Actual Results (Random Seed 42):

Metric

Non-Preemptive

Preemptive

Total Project Time

381.16 min (6.35h)

364.96 min (6.08h)

Total Dirt Dumped

1,960 units

1,960 units

Small Truck Cycles

51 cycles

51 cycles

Large Truck Cycles

43 cycles

43 cycles

Total Loader Requests

34 requests

35 requests

Avg Truck Wait Time

1.64 minutes

0.49 minutes

Max Truck Wait Time

7.57 minutes

4.66 minutes

Repairs Performed

10 repairs

11 repairs

Avg Repair Interval

~38 minutes

~32 minutes

Total Repair Time

100 minutes (4.4%)

110 minutes (5.0%)

Key Findings:

  1. Preemption Reduces Wait: Average truck wait time drops from 1.64 to 0.49 minutes because repairs preempt instead of queuing. Repairs don’t queue behind trucks.

  2. More Frequent Repairs: Preemptive version performed 11 repairs vs 10 in non-preemptive. Earlier first repair (10.57 min vs 33.36 min) shows preemption triggers sooner.

  3. Project Timeline: Preemptive (364.96 min) is ~16 minutes FASTER than non-preemptive (381.16 min) despite doing more repairs. Preemption eliminates queue wait, saving time overall.

  4. Same Final Output: Both versions moved identical 1,960 units despite different strategies. Preemption didn’t reduce truck productivity; it just changed repair timing.
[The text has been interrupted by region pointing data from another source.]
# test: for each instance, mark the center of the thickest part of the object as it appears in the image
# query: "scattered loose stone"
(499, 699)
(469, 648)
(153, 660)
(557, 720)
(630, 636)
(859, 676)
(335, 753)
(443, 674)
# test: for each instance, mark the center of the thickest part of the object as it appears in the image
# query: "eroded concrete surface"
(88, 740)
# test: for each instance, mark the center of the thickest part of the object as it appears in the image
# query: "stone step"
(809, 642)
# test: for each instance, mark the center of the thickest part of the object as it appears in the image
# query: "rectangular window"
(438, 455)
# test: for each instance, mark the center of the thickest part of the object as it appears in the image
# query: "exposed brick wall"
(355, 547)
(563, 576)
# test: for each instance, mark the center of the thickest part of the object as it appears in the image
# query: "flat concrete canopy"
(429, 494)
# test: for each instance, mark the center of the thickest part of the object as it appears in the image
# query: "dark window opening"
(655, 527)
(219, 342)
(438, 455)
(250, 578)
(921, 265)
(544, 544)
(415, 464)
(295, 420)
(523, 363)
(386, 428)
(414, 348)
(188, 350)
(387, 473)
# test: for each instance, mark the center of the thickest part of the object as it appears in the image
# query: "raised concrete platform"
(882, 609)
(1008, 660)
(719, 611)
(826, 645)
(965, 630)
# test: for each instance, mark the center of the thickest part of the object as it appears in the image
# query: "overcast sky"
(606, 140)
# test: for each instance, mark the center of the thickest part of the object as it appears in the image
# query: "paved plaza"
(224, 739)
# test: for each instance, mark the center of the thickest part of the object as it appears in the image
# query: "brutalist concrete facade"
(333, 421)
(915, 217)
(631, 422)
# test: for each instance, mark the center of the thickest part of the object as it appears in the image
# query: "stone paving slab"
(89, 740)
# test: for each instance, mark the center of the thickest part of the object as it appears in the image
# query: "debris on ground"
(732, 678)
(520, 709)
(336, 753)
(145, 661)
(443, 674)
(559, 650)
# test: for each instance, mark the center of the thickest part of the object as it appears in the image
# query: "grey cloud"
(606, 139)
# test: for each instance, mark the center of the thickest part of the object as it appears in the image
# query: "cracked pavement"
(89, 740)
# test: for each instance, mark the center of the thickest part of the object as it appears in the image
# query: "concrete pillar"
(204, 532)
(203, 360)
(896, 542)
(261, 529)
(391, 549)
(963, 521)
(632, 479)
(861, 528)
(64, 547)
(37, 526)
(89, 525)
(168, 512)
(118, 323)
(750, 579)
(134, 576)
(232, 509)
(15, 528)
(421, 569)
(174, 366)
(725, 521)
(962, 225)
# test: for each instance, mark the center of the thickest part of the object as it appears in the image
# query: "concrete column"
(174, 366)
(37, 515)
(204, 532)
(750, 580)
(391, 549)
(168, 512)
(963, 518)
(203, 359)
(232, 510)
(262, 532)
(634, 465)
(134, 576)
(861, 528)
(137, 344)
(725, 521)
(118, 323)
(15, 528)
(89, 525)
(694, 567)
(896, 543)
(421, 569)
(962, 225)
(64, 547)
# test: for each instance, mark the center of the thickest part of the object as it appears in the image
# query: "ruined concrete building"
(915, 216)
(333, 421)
  5. Lower Congestion: Max truck wait reduced from 7.57 to 4.66 minutes. Fewer trucks stuck waiting when repairs preempt instead of queuing.

When to use each:

  • Non-Preemptive (PriorityResource): - Scheduled maintenance (known time, planned) - High-priority work but not emergency - Completing current work is important

  • Preemptive (PreemptiveResource): - Emergency repairs (safety critical) - Cannot wait for current work to finish - Risk of disaster justifies lost work - Example: Equipment failure, safety shutdown

See the complete examples: - example/repair_earthmoving.py (non-preemptive with PriorityResource) - example/repair_earthmoving_preemptive.py (preemptive with PreemptiveResource)

3.7. Real-World Hospital Example

A hospital with one operating room (PreemptiveResource):

# Scheduled surgery (routine, 3 hours)
yield patient1.get(operating_room, 1, priority=2)
yield patient1.interruptive_do('surgery', 3)

# Emergency trauma (arrives during surgery)
yield patient2.do('wait', 1)  # Arrives 1 hour into surgery
yield patient2.get(operating_room, 1, priority=-10, preempt=True)
yield patient2.interruptive_do('emergency_surgery', 2)

Result: Scheduled patient’s surgery is interrupted for the emergency. The emergency is handled immediately, potentially saving a life!